Saya tau, saya bisa membangun relasi dengan teman-teman baru, tapi saya terlalu was-was dan tidak mau membuka diri. Terakhir, saya terjebak sendirian dalam dunia yang saya ciptakan sendiri, ya kesepian. 

Saya bukan sombong karena tidak mau bergaul dengan orang asing, tapi saya memang pribadi yang menghindari melakukan hal yang membuat saya tidak nyaman. Jika tidak ada aturan harus, saya akan menolak pertemuan dengan sopan. 

Saya merasa lebih nyaman saat saya sendirian, sekaligus saya juga merasa nelangsa saat saya sendirian. Ini cukup aneh ya, saya juga tidak tahu mengapa saya se-aneh ini. 

Saya merasa nyaman tapi sedih ketika saya sendirian, tapi saya merasa terganggu ketika saya bersama orang lain. Perlahan saya menyadari, kesepian ini tidak terlalu buruk untuk dinikmati. 

Kesepian yang secara konsisten hadir ini memberikan saya kesempatan untuk saya menemukan kehangatan di dalam diri saya sendiri.

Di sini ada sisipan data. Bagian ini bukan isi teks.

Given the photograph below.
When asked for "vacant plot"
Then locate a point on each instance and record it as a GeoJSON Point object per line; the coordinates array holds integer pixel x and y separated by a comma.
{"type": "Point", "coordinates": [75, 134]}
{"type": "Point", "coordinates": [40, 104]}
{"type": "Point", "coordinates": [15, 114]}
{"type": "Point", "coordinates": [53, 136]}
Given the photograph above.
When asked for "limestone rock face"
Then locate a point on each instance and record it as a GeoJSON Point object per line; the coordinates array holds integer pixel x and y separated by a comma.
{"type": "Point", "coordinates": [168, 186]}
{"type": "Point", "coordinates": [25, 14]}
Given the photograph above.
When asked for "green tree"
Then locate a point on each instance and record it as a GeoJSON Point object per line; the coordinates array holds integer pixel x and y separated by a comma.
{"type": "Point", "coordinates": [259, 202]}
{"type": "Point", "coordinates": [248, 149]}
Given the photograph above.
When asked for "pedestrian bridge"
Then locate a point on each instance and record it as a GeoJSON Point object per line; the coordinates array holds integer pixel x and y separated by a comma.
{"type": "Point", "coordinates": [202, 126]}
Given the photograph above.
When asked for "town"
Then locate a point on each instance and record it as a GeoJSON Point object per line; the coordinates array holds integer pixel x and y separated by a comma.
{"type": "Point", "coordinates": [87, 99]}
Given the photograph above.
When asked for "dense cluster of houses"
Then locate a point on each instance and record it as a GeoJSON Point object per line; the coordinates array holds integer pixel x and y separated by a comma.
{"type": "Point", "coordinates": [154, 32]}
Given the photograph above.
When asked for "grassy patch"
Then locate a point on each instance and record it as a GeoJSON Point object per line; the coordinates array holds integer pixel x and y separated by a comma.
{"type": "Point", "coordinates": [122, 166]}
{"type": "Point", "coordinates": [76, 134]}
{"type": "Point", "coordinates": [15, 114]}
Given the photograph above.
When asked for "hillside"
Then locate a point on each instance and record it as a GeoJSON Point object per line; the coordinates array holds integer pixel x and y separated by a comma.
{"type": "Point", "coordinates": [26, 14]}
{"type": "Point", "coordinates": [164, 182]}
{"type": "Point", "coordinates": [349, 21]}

Saya merasa hangat, nyaman, dan jatuh cinta pada Hotmian yang sebenarnya. 

Kesepian memberikan saya petunjuk dan jalan untuk mengenal diri saya yang sebenarnya, mengajari saya untuk berani melihat ke dalam diri yang paling dalam, dan akhirnya memampukan saya untuk menerima diri sebagai pribadi yang utuh. 

Selama ini, saya mempercayai bahwa saya harus berusaha keras untuk menemukan, merasakan, dan menjadi bahagia. Saya harus memenuhi standar tertentu agar bisa merasakan bahagia versi orang lain. 

Tentunya, ini terjadi karena saya terlalu sering mendengarkan suara orang lain daripada mendengarkan suara saya sendiri. Tentunya, ini terjadi karena saya terlalu sering melihat orang lain daripada melihat diri sendiri. 

Sejak kecil, saya dicekoki harus bisa ini harus bisa itu. Oppung saya akan marah besar jika nilai saya turun atau tidak dapat rangking satu. Beliau sering bilang, kamu itu kan biaya lesnya mahal, kok gak bisa ini, nggak bisa itu. 

Saat saya beranjak dewasa, saya diberitahu IPK harus tinggi, harus ramah dengan teman, harus ikut organisasi, belajar TOEFL dan IELTS, harus diet biar cantik dan menarik, harus bisa melakukan banyak hal dengan baik, kalau bisa sempurna. Semua makhluk hidup dan tak hidup (lagi) itu mempengaruhi apa yang saya inginkan. 

Saya melihat dan mendengar teman yang menikah, saya ingin menikah. Saya melihat mereka yang S2 pintar ini itu, saya berusaha keras belajar. Saya melihat dan berteman dengan mereka yang gajinya besar, saya juga tertarik untuk mendapatkan pekerjaan yang demikian. Hal ini terus berlanjut sampai saya lupa bagaimana dan seperti apa Hotmian itu sebenarnya. 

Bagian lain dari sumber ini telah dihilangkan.